Predictably with the advance of technology in imaging and neo-natal care of earlier births, public opinion has shifted in the pro-life direction in recent years. But consider the logic of the “pro-choice” position that has prevailed in the USA since the contrived Roe v. Wade Supreme Court decision 38 years ago in 1973. It has always been plain that birth was a very arbitrary point at which to assign sanctity to human life, since involuntary and induced births occur at different points of gestation. But once it is accepted that a class of human life is not a sacred person, it should clarify the question: just what exactly is sacred about ANY human life? And in fact, smart academics in our vaunted (why is a very good question to me) Ivy League universities have actually proposed that life be made disposable for a time AFTER birth: that a grace period should be given to determine if the child should live. Is this a keeper or a lemon? The important point to me is that this is entirely consistent with the initial denial of sanctity of a human life, only moving the decision period.

Cultural conservatives have often spoken of a “culture of death.” But death is not the objective. It’s the consequence of a “culture of SELF.” At the bottom of this is that a selfish irresponsibility sits at the disposition that human life, even that of our own offspring, is a matter of convenience. This baby doesn’t fit with my plans or my preference at this time. Both here and in Europe which has also long practiced casual sex and open abortion, we are now in an economic crisis; finally at the end of our fiscal rope. My strong belief is that that is no accident. It is the same selfish and irresponsible spirit. I think such a consequence could have been predicted for a people who so long ago amputated the natural instinct to prize and care for its children in the womb, or at least countenanced such and its consequence of death. And if they face bankruptcy and some deprivation of what they have come to expect, will that possibly bring a general cultural repentance? Or might there be great further calamity to come?

I do grant that the regulation of abortion could not be effectively conducted by the federal government. I support the overturn of Roe v. Wade; a terrible decision in terms of both decency and legal reasoning. But I don’t advocate for an amendment to the US Constitution. If I were president and one came about, I would favor it. But in fact, if there ever were the public will required for an amendment, the cultural consensus would have already been won. And, I don’t think the federal government should try to enforce an abortion ban on, for instance, an intensely “pro-choice” state like California. Notice that California and other very “pro-choice” states are the nearest to bankruptcy among us? Again; no accident. Let them continue to wallow in their social squalor and face what consequences may come. And, let other places decide that they are not going to live that way and raise children in such a place. “We just don’t do that here.”

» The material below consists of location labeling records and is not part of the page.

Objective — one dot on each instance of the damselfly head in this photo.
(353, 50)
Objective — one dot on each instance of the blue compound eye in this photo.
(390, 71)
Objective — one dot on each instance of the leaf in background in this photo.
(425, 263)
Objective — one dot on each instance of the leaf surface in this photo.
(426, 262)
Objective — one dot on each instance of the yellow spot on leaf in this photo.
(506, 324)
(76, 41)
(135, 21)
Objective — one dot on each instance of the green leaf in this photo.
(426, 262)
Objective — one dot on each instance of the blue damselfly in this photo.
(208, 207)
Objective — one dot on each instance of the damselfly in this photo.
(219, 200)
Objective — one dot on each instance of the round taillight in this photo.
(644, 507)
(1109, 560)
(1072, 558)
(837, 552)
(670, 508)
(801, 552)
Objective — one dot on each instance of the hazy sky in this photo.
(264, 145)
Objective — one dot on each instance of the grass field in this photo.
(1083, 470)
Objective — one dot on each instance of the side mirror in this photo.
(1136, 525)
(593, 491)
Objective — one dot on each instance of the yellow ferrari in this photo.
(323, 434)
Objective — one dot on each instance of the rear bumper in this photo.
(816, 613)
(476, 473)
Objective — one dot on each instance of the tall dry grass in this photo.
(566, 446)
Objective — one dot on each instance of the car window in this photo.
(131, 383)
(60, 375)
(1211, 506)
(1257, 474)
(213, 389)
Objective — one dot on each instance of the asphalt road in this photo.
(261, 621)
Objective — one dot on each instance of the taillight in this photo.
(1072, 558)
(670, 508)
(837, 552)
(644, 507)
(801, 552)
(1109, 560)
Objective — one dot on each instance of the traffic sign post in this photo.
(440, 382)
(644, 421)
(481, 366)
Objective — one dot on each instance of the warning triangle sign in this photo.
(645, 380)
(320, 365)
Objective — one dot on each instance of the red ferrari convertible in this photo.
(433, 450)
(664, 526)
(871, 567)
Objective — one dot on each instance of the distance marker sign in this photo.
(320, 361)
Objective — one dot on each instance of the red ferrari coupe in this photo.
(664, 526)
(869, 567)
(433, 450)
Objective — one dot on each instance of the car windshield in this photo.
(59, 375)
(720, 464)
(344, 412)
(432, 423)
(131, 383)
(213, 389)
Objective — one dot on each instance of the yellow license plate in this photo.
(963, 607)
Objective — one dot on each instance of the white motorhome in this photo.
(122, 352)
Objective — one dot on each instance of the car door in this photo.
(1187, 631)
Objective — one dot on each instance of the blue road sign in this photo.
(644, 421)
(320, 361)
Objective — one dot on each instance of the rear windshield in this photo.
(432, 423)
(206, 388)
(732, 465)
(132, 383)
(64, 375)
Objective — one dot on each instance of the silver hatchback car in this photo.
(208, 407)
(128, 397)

I’d be all for a Congress that would declare that “pro-choice” places are operating in defiance of American principle. They are. We all are, right now. But I would not be for a futile attempt by the federal government to force compliance. The impulse to force and control and impose on liberty is a liberal one. Let them be and suffer what they are. God can handle the unjustly killed. In history He always has. But, the society that behaves that way is in an unstable state. Let them have it their way. But I wish they would leave the rest of us out of it.